Kadınların ve çocukların istismar edildiği, İstanbul’da birçok bebeğin yeni doğan çetesi tarafından yoğun bakım ünitelerinde ölüme itilmeleri bir vahşet vahşettir. Hayatı bize zindan eden ataerkil şiddetin sebebi, erkek egemen kapitalist sistemdir. Kapitalist sistem erkek cinsine, canlarını almak dahil kadınlara istediklerini yapma hakkı veriyor. Sorun sadece zihniyet değil erkek egemen sistemidir. Eğitim ile küçük yaştan itibaren cinsiyetçiliği beyinlere kazıyorlar.
Kız çocukları sürekli baskı altında, kendilerini sürekli sınırlamak ve gizlemek zorunda kalırken, erkek çocukları “haydi aslanım” sözleri ile büyütülüyor. Diyanet kız çocukları ile evlenilebileceği yönünde fetvalar veriyor. Yani kadına yönelik şiddet, katliamlar, taciz ve tecavüzler erkeklerin bireysel tavrı değil her türlü devlet, medya olanağıyla insanlara çocukluktan itibaren zorla giydirilen ataerkil zihniyetin sonucudur.
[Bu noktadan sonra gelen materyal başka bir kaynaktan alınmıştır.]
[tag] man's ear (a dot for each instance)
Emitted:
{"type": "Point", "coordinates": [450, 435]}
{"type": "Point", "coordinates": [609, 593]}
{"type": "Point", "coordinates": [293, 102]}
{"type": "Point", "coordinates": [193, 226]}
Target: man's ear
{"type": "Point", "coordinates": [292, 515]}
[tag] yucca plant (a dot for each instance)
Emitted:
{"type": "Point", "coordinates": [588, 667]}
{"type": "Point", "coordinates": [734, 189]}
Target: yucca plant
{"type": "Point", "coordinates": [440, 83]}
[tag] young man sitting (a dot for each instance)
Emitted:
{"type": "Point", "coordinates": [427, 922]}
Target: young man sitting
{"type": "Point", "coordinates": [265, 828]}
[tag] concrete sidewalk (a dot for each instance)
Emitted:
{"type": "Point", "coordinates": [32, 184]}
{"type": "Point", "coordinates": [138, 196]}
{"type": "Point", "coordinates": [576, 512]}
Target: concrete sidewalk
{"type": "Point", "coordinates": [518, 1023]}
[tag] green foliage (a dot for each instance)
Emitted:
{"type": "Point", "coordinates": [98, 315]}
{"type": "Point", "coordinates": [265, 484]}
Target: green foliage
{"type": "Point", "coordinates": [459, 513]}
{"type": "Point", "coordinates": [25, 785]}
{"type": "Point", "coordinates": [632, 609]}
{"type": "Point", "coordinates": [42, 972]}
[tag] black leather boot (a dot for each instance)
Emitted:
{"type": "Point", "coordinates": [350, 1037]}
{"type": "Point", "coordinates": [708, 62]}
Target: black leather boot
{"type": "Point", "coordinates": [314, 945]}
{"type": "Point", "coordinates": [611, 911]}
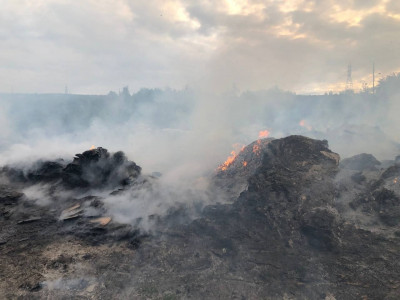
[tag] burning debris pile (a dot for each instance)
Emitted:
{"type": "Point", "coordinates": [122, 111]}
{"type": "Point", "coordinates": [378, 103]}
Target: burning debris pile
{"type": "Point", "coordinates": [300, 225]}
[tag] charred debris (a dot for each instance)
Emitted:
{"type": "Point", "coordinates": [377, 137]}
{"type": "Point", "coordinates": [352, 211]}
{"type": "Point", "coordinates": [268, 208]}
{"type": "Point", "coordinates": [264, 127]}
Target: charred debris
{"type": "Point", "coordinates": [299, 224]}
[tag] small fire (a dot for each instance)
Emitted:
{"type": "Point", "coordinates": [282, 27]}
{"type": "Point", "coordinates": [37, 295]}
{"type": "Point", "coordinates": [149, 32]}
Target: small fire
{"type": "Point", "coordinates": [232, 157]}
{"type": "Point", "coordinates": [257, 147]}
{"type": "Point", "coordinates": [263, 134]}
{"type": "Point", "coordinates": [304, 124]}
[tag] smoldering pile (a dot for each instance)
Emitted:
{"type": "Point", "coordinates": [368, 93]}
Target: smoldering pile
{"type": "Point", "coordinates": [95, 168]}
{"type": "Point", "coordinates": [67, 197]}
{"type": "Point", "coordinates": [300, 224]}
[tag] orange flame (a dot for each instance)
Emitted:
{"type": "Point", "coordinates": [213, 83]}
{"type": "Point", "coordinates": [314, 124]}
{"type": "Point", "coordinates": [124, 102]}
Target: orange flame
{"type": "Point", "coordinates": [230, 160]}
{"type": "Point", "coordinates": [263, 134]}
{"type": "Point", "coordinates": [257, 147]}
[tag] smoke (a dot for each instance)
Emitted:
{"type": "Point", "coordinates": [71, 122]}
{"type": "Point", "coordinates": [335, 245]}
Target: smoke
{"type": "Point", "coordinates": [185, 134]}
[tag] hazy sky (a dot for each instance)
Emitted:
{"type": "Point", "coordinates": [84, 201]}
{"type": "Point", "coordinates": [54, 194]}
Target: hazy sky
{"type": "Point", "coordinates": [95, 46]}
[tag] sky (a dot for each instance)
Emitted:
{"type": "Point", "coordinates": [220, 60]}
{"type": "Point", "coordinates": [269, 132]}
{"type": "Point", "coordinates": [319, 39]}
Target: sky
{"type": "Point", "coordinates": [94, 46]}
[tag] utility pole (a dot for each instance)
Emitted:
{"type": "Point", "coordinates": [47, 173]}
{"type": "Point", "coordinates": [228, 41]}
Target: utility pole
{"type": "Point", "coordinates": [349, 81]}
{"type": "Point", "coordinates": [373, 78]}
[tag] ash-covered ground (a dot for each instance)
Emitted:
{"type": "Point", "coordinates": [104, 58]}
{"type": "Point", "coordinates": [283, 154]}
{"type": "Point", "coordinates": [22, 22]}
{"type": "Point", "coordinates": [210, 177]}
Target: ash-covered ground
{"type": "Point", "coordinates": [295, 222]}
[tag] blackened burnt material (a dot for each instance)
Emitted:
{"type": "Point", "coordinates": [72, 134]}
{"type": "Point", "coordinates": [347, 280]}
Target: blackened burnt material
{"type": "Point", "coordinates": [97, 168]}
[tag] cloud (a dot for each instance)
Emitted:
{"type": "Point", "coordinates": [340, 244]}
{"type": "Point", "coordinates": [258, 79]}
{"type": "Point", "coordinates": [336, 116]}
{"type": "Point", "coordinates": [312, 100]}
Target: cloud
{"type": "Point", "coordinates": [97, 46]}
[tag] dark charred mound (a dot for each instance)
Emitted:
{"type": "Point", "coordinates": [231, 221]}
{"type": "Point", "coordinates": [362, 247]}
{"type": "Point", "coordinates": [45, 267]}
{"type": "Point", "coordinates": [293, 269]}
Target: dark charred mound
{"type": "Point", "coordinates": [283, 238]}
{"type": "Point", "coordinates": [95, 168]}
{"type": "Point", "coordinates": [288, 235]}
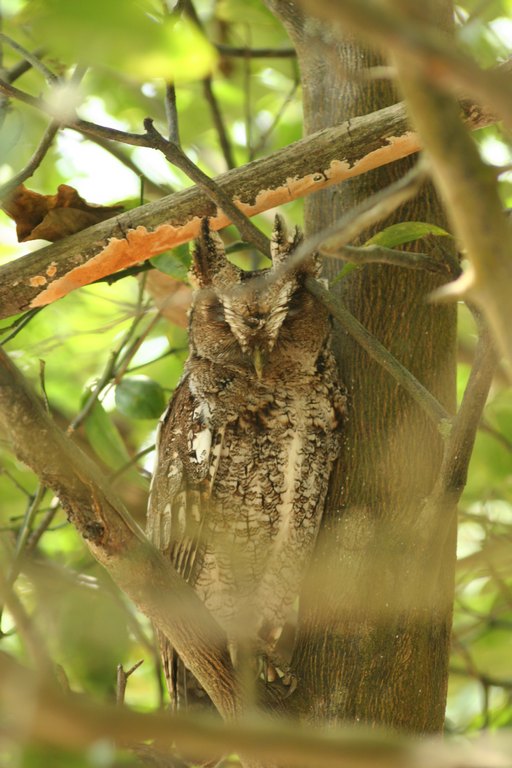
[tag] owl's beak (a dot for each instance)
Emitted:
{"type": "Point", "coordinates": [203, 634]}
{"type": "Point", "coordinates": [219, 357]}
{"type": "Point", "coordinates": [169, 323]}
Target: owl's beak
{"type": "Point", "coordinates": [258, 359]}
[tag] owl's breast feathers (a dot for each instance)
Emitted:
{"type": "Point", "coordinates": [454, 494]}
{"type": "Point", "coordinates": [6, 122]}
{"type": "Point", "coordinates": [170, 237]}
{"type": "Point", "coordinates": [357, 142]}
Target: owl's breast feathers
{"type": "Point", "coordinates": [239, 489]}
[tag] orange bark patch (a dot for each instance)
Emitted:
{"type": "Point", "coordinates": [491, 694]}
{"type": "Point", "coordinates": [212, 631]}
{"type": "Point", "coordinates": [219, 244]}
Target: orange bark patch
{"type": "Point", "coordinates": [141, 244]}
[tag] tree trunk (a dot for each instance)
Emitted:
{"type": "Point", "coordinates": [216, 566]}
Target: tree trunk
{"type": "Point", "coordinates": [374, 635]}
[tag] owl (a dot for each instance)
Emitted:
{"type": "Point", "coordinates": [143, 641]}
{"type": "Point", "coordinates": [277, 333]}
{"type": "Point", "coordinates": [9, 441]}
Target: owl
{"type": "Point", "coordinates": [246, 446]}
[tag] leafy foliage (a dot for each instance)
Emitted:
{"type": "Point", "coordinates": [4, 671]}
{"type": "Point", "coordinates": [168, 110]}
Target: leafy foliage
{"type": "Point", "coordinates": [109, 342]}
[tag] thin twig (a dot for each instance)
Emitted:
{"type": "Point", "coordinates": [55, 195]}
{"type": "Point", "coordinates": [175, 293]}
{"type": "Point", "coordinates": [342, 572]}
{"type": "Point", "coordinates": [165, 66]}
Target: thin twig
{"type": "Point", "coordinates": [172, 113]}
{"type": "Point", "coordinates": [15, 72]}
{"type": "Point", "coordinates": [118, 152]}
{"type": "Point", "coordinates": [378, 254]}
{"type": "Point", "coordinates": [458, 449]}
{"type": "Point", "coordinates": [277, 117]}
{"type": "Point", "coordinates": [114, 477]}
{"type": "Point", "coordinates": [209, 94]}
{"type": "Point", "coordinates": [122, 681]}
{"type": "Point", "coordinates": [218, 122]}
{"type": "Point", "coordinates": [178, 158]}
{"type": "Point", "coordinates": [42, 380]}
{"type": "Point", "coordinates": [35, 536]}
{"type": "Point", "coordinates": [430, 405]}
{"type": "Point", "coordinates": [361, 217]}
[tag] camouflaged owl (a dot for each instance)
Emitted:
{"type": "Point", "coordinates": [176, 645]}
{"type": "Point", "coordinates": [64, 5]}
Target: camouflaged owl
{"type": "Point", "coordinates": [247, 444]}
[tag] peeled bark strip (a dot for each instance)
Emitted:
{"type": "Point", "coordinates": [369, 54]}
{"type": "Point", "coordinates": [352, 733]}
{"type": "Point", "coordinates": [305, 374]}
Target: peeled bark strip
{"type": "Point", "coordinates": [324, 158]}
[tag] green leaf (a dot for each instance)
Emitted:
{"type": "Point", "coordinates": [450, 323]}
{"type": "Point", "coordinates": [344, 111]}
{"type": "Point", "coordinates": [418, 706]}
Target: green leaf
{"type": "Point", "coordinates": [175, 263]}
{"type": "Point", "coordinates": [128, 37]}
{"type": "Point", "coordinates": [405, 232]}
{"type": "Point", "coordinates": [139, 397]}
{"type": "Point", "coordinates": [104, 437]}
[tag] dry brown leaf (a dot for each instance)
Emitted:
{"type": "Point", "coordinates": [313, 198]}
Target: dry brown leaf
{"type": "Point", "coordinates": [52, 217]}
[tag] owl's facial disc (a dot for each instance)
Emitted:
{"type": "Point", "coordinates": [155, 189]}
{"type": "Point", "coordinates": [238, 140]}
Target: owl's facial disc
{"type": "Point", "coordinates": [255, 319]}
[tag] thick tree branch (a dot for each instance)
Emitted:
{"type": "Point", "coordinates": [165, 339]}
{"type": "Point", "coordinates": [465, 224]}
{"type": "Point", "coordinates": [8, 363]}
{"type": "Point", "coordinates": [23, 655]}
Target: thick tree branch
{"type": "Point", "coordinates": [381, 355]}
{"type": "Point", "coordinates": [175, 155]}
{"type": "Point", "coordinates": [467, 185]}
{"type": "Point", "coordinates": [115, 540]}
{"type": "Point", "coordinates": [76, 722]}
{"type": "Point", "coordinates": [425, 50]}
{"type": "Point", "coordinates": [322, 159]}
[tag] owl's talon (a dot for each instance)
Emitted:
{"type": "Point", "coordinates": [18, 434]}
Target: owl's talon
{"type": "Point", "coordinates": [290, 681]}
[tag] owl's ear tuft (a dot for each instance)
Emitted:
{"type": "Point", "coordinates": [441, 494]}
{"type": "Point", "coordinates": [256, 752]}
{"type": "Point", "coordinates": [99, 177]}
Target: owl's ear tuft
{"type": "Point", "coordinates": [209, 264]}
{"type": "Point", "coordinates": [282, 243]}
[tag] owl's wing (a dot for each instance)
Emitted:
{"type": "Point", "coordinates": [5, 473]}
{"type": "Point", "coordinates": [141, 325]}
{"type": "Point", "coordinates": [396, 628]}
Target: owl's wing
{"type": "Point", "coordinates": [188, 447]}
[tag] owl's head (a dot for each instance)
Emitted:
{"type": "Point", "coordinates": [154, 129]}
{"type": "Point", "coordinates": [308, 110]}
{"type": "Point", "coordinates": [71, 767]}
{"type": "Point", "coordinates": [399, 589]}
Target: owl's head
{"type": "Point", "coordinates": [244, 318]}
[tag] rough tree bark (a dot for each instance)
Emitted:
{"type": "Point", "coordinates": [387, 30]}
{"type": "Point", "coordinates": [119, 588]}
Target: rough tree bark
{"type": "Point", "coordinates": [374, 636]}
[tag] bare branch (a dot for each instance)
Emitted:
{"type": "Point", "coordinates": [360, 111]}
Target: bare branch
{"type": "Point", "coordinates": [316, 162]}
{"type": "Point", "coordinates": [115, 540]}
{"type": "Point", "coordinates": [381, 355]}
{"type": "Point", "coordinates": [218, 122]}
{"type": "Point", "coordinates": [377, 254]}
{"type": "Point", "coordinates": [459, 446]}
{"type": "Point", "coordinates": [177, 157]}
{"type": "Point", "coordinates": [256, 53]}
{"type": "Point", "coordinates": [425, 50]}
{"type": "Point", "coordinates": [76, 722]}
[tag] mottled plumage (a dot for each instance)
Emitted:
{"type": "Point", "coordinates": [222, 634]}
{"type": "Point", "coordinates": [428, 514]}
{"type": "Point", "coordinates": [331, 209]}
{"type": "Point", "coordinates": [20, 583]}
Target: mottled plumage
{"type": "Point", "coordinates": [247, 444]}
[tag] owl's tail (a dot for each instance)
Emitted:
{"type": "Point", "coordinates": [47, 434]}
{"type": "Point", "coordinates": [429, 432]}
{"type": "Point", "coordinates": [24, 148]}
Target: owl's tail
{"type": "Point", "coordinates": [184, 690]}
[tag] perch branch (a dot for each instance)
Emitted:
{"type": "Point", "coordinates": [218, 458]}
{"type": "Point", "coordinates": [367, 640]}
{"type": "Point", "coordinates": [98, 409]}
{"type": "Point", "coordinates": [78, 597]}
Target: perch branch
{"type": "Point", "coordinates": [318, 161]}
{"type": "Point", "coordinates": [177, 157]}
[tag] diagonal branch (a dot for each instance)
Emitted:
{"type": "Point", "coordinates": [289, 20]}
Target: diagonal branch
{"type": "Point", "coordinates": [318, 161]}
{"type": "Point", "coordinates": [115, 540]}
{"type": "Point", "coordinates": [424, 49]}
{"type": "Point", "coordinates": [381, 355]}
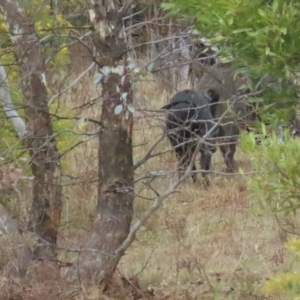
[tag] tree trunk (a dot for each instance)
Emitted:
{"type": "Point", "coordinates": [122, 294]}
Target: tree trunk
{"type": "Point", "coordinates": [98, 260]}
{"type": "Point", "coordinates": [15, 254]}
{"type": "Point", "coordinates": [44, 159]}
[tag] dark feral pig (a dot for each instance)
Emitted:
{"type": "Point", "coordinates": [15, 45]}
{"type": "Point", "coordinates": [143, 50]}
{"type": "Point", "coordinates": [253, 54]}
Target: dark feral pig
{"type": "Point", "coordinates": [235, 113]}
{"type": "Point", "coordinates": [189, 119]}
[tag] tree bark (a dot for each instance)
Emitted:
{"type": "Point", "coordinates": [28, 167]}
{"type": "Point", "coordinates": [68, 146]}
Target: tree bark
{"type": "Point", "coordinates": [15, 254]}
{"type": "Point", "coordinates": [44, 159]}
{"type": "Point", "coordinates": [98, 260]}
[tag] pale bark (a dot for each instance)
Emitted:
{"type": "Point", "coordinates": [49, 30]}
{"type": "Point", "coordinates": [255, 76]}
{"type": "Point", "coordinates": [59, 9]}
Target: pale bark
{"type": "Point", "coordinates": [15, 255]}
{"type": "Point", "coordinates": [8, 106]}
{"type": "Point", "coordinates": [98, 260]}
{"type": "Point", "coordinates": [44, 158]}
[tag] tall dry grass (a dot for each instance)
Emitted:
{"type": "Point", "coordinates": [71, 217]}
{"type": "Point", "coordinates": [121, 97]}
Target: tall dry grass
{"type": "Point", "coordinates": [202, 244]}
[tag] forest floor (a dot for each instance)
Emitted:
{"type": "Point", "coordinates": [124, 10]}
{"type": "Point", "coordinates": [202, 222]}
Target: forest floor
{"type": "Point", "coordinates": [202, 244]}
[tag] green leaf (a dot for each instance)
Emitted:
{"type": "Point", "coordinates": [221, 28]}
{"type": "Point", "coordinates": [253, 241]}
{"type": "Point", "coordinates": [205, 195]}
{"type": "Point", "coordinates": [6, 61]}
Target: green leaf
{"type": "Point", "coordinates": [105, 70]}
{"type": "Point", "coordinates": [118, 109]}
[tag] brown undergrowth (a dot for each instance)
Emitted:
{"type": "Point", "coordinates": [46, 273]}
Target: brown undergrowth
{"type": "Point", "coordinates": [202, 244]}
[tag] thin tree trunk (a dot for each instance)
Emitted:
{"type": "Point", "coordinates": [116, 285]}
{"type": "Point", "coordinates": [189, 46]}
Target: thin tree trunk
{"type": "Point", "coordinates": [15, 254]}
{"type": "Point", "coordinates": [97, 261]}
{"type": "Point", "coordinates": [44, 159]}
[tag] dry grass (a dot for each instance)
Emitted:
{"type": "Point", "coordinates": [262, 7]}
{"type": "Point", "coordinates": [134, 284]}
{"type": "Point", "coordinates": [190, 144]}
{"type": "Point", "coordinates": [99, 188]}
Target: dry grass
{"type": "Point", "coordinates": [202, 244]}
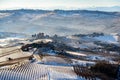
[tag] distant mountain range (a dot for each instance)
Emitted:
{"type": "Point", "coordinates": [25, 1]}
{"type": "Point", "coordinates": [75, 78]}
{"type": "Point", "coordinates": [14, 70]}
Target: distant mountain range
{"type": "Point", "coordinates": [62, 22]}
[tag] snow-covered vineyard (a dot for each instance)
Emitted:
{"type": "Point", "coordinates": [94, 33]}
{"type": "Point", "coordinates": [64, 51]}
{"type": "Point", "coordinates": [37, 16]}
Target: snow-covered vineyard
{"type": "Point", "coordinates": [32, 71]}
{"type": "Point", "coordinates": [75, 57]}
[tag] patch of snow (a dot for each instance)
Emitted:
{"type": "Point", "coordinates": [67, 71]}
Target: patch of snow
{"type": "Point", "coordinates": [76, 53]}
Geçen yılı “emeklilerin yılı” olarak ilan ederek emeklilere sefaleti layık görenlerin, bu yılı da aile yılı olarak adlandırmaları, kadınları korkunç bir tablonun beklediğini gösteriyor. Bu anlamda asıl çözüm bu tarihsel ataerkil kapitalist sistemin değişimidir. Kadınlara dayatılan, reva görülen uygulamalara karşı kadınlar olarak hayatta kalmak, bilinçlenmek, örgütlenmek, kadın dayanışması ve yoldaşlığını büyütmek ve herkesin sık sık dillendirdiği “öz savunma yaşatır” düsturuna hayat kazandırmaktır. Öz savunma örgütlenmek demektir.
Yaşamın her alanında sendikada, partide, örgütte, sokakta, mahallede, evde ve iş yerlerinde örgütlü olmak zorundayız; ancak örgütlü olmak bizi yaşatır ve güçlendirir. Erkek egemenliği devlet ve sistem olarak bu kadar örgütlü iken, kadınlar bu şiddetin karşısında birey olarak kalamazlar. Öz savunma kadın dayanışması ve kadın yoldaşlaşmasıdır. Öz savunma bilinç ve düşünme yetisidir. Bilinç ve düşünce yetisi elinden alınan kadınlar ölümlerin anaforunda kendini kurtaramaz.
Sonuç olarak; adeta cins kırımına dönüşen bu yönelimlere karşı yaşamımızı, varlığımızı, haklarımızı savunmak için birleşik mücadeleyi büyütmeli, hiçbir kadını örgütsüz bırakmamalıyız. Bunun için kadınların aklına, sevgisine, emeğine, birlikteliğine ihtiyaç var. Demokrasiyi, eşitliği, toplumsal barışı ve yaşamı önceleyen bir mücadeleyi örmek hepimizin görev ve sorumluluğundadır.